ML Programming Project · Bournemouth NCCA · 2024

Video Segmentation

A two-model pipeline that segments humans from video and outputs production-ready EXR files for compositing in Nuke.

Results

Output

Training vs validation predictions.

Original frame, SegNet mask (green), and YOLO bounding box (red).

Example EXR Output → Screen Recording Demos →

About

What It Does

The pipeline takes a video and automatically separates humans from the background frame by frame. Two models work together. YOLOv8 is an object detection model that locates humans in each frame and draws a bounding box around them. A custom SegNet then works inside that box to produce a precise per-pixel mask of the person.

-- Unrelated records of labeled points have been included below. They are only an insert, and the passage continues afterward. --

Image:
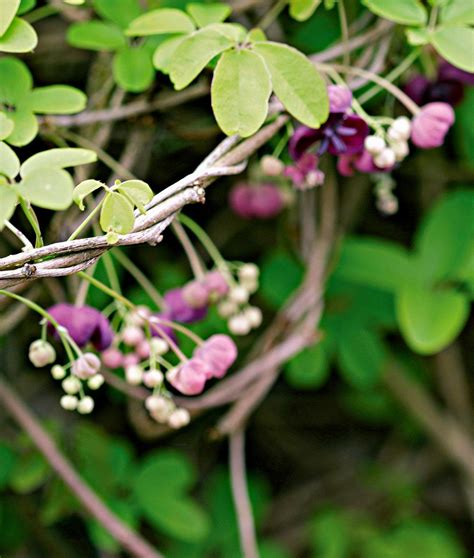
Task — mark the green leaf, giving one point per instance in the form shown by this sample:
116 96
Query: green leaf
302 10
138 192
133 69
6 126
7 13
205 14
47 187
430 319
60 157
240 91
458 11
96 35
361 356
116 215
83 189
121 13
165 51
375 262
193 54
407 12
451 43
25 130
19 37
9 200
296 83
16 81
444 238
57 99
156 22
9 162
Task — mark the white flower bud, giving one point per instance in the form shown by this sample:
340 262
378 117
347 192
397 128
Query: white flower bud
96 381
239 294
239 324
374 144
41 353
159 346
71 385
85 405
134 374
58 372
68 402
385 159
153 378
254 316
179 418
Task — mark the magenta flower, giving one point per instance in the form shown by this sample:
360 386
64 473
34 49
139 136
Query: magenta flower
84 324
431 124
260 201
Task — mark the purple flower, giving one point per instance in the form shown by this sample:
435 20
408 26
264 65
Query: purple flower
84 324
342 134
431 124
261 201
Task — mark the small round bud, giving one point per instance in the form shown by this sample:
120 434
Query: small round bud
132 335
159 346
271 166
96 381
71 385
134 374
239 294
153 378
386 159
239 325
41 353
374 144
58 372
68 402
179 418
85 405
254 316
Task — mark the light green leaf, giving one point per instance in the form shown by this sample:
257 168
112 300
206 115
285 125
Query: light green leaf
374 262
121 13
96 35
165 51
296 83
9 199
116 215
430 319
194 54
57 99
9 162
6 126
303 9
205 14
83 189
240 91
7 13
25 130
156 22
407 12
60 157
458 12
133 69
137 191
47 187
453 45
16 81
19 37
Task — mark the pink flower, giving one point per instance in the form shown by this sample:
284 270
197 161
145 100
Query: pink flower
431 124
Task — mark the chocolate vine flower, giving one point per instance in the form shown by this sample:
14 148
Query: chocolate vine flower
84 324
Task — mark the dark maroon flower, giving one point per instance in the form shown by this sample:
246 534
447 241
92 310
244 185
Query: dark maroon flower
84 324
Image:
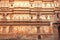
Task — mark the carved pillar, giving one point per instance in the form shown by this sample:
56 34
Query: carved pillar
10 29
4 29
38 33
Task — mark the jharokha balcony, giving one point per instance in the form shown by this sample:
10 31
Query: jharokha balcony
29 19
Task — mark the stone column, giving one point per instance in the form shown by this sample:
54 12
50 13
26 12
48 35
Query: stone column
10 29
4 29
38 33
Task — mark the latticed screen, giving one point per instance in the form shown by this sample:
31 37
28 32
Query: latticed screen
27 31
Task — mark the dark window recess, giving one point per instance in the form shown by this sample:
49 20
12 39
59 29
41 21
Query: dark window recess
11 0
59 31
39 36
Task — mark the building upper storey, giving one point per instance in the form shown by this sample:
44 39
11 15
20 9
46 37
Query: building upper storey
29 3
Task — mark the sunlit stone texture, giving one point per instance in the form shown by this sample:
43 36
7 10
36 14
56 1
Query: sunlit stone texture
30 19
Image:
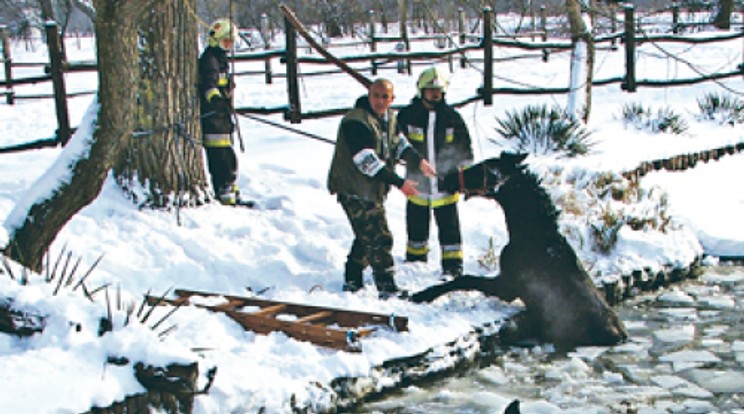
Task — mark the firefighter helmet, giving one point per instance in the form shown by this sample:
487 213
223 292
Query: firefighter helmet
432 78
221 29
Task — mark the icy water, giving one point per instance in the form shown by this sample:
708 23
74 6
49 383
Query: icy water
685 355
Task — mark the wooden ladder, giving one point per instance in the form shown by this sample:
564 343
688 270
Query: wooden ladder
328 327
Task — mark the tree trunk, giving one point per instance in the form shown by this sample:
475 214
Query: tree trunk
163 163
89 165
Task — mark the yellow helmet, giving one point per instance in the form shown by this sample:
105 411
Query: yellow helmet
432 78
219 30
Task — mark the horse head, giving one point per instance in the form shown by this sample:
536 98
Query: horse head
486 177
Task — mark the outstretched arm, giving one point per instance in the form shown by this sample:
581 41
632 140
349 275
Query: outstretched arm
490 286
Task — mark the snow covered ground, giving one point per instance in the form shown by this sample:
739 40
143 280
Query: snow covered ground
293 247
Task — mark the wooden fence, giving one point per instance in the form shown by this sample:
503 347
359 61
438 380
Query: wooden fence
463 50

SegNet is an encoder-decoder architecture designed for pixel-level segmentation. The encoder compresses the image into a compact feature representation. The decoder maps those features back to full resolution, classifying each pixel as foreground or background. Both the segmentation mask and the bounding box are written into separate channels of a multichannel EXR file, ready for compositing.

Approach

Key Decisions

U-Net was tested first but produced edges too rough for production use. SegNet improved mask quality but would sometimes predict in empty areas of the frame. Adding YOLOv8 to constrain where segmentation runs solved this. The bounding box also doubles as a garbage mask for compositing.

Both models were trained from scratch on the Supervisely Person Segmentation dataset. The output format is multichannel EXR because that's what compositing software expects. Each channel can be pulled independently in Nuke.